Step 3: Just give the girl her memory back already…
Drawing to the end of the film, I was surprised that they gave me such a lukewarm resolution. That’s all? She just accepts that she is married to this guy and her memory is never restored?
If I know you at all, dear reader, I know that you are unsatisfied with that too. Not to worry. I have got some real chicken soup for your soul. This revised ending is going to need a wordpress-typewriter font to bring it home.

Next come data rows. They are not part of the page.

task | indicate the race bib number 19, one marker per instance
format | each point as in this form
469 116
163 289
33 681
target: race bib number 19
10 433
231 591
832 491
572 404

Paul Rudd grabs Rachel's sleeve as she spins up from his patchy sofa. Her damp sweater tears as she bolts for his door. Paul leaps to his feet running after her. A staggering Rachel, followed by a weary Paul, emerge from a door into the middle of a street applauded with torrential rain. Rachel's pounding feet slow to a halt as Paul begs her to stop. "I don't know what you want me to do," gasps Paul, as he clutches his knees, rain falling off his nose. "I'm so angry. I had you. We were going to be together. Everything was so perfect... but it's all falling apart now." "But I can't know that!" Rachel screams as she whips her head in the rain. "I don't love you - and I can't be with you just because you want to tell me that you already had me. I don't love you, Paul." Paul breathes heavily, as Rachel clutches her knees to catch her breath with him. He saunters closer to her. "Shine On" by James Blunt fades in as Paul rises to his feet. "I love you, Rachel. And there is nothing you can do about that. And if I have to, I'll fight for you again now, tomorrow, and for the rest of my life until you remember." Paul draws Rachel in forcibly for a hug. She resists, as we are given Rachel's perspectives. The jerk from his desperate clutch brings her back to the car wreck. She sees her body thrown through the windshield over stuttered dialog of the moment Paul asked her to marry him. The camera fades to back. Rachel's arms hang lifelessly behind Paul, but her fingers tighten as she clutches his back. All the memories of their life together begin to rush back as James Blunt enters the chorus. They cry... hug... whatever... as we feel the anxiety slip off of Paul's shoulders (and perhaps even, our own). Credits roll. Families hug. Ex-cons confess their crimes. Movie theaters decide to charge less for food.
Fine – maybe the dialog may need some tooling, but for a first draft on the internet, that is a lot better than what they had.
So that’s my two cents about this stupid movie. Let’s just say that if they had asked my help to begin with, I would not be making fun of this movie today.